I finish my coffee and step back out into the agony of day. How do people live like this?
I walk maybe a hundred yards when I see an electronic cigarette store. This should be pretty straightforward.
“Yeah I want a bottle of e-liquid, blueberry flavor.”
“Do you want blueberry surprise, blueberry kiss, blueberry hill……………….”
The guy’s wearing the same beard as the guy at the coffee shop, except …. this one’s ginger.
“Just plain blueberry. Say, are there any barber shops in this town?”

Next thing I’m in some kinda cafe. The guy behind the counter is wearing a red checked shirt, tight jeans. His beard is twirled at the ends with pink striped ribbons holding it all together.
“Is this the lumber store?”
“This is a cafe. I find your attitude extremely aggressive and hurtful.”
“Yeah I need some nails and a couple pieces of wood, about six feet long. Oh and give me some onion soup. Make that French.”

A Very Fine Garment Indeed – or – Thrift Store Theodore

Imagine a street with nothing but thrift stores. One right after the other, as far as the eye can see. I turn down a blind alley and a familiar smell hits me.
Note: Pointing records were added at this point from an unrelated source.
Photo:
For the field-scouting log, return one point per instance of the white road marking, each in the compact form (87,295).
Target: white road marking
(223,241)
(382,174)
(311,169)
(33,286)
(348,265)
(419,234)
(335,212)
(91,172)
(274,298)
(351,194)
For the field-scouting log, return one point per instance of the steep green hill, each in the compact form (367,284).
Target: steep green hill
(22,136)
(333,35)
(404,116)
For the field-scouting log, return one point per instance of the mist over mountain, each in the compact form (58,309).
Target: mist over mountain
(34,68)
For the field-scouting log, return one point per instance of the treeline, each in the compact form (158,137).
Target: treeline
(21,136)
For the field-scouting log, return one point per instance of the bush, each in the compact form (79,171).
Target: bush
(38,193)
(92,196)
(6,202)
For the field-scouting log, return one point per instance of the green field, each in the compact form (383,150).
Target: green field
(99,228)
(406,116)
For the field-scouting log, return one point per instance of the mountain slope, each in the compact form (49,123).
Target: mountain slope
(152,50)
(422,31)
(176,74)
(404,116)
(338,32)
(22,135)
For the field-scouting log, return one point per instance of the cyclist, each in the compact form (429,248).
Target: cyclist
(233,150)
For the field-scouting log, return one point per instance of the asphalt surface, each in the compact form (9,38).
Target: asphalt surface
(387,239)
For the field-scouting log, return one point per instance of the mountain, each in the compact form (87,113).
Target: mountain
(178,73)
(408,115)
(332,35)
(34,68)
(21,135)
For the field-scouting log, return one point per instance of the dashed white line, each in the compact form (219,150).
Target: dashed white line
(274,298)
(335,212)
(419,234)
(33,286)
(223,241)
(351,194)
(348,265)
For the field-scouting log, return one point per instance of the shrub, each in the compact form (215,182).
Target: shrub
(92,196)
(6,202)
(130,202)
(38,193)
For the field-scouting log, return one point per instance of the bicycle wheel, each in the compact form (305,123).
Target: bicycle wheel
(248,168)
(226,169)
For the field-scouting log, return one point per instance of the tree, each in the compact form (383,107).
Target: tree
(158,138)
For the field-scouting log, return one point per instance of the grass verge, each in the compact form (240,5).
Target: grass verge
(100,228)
A hand that seems to be my hand is pushing at the door to what I’m guessing is some kinda speakeasy. I breathe in the fumes as the door creaks open in front of me.

“Say, what’s the deal with all the thrift stores ‘round here” I ask the bartender.

Some guy who’s name I don’t know or even care to know answers the question for her.

“Always check where the garment came from” he says.

“That’s not what I asked buddy and besides, the question that I asked was not addressed to you. Maybe I’m just making small talk with tootsie here”.

I turn back to the bartender but she’s already walking away, off to the other end of the bar to pour another drink and break another heart.

“You know what I do?” the guy who’s name I don’t care to know says.

“When I see an article of clothing that piques my interest I first check the label, make sure it’s the right size. Then I take it on up to the counter. I hold the, let’s say shirt, in one hand and a dollar bill in the other, and ask, ‘ma’am, could you tell me the history of this here shirt’. They usually stall a little and require further prodding. ‘What I’m trying to ascertain here is did this shirt belong to a guy who was living at the time that he last wore this shirt but is now sadly dead?’ At this point they’ll try to give you some baloney about not knowing the full history of the garment. This is where you pull out another dollar bill. ‘Thing is’, you say, ‘I’m looking at this here shirt and I’m seeing a fine garment, a very fine garment indeed. No pinhole burns, no buttons missing, everything looks just dandy. And yet you’re selling it for a buck’. She’ll take the shirt off you, have a good look at it, end up agreeing with you, take your two dollars and delicately fold the shirt in a bag.”

“You don’t say” I mutter.

“Another thing you gotta watch out for is the smell. And you can never get that smell out. I tried everything. Cheap liquor, vinegar, cat litter…..no dice. Now, when you buy any kind of drapery at a thrift store you can’t tell how bad it smells ‘cause the whole place stinks. You need to take that sucker outside and give it a good long sniff. The golden rule is; The badder the smell, the longer the dude’s been dead.”

I look over at Tootsie at the other end of the bar. She’s talking out of the side of her mouth to some guy covered in tattoos across the counter and every now and then glancing over in my direction. I can’t hear what she’s saying but I know she’s saying something by the movement of her chest.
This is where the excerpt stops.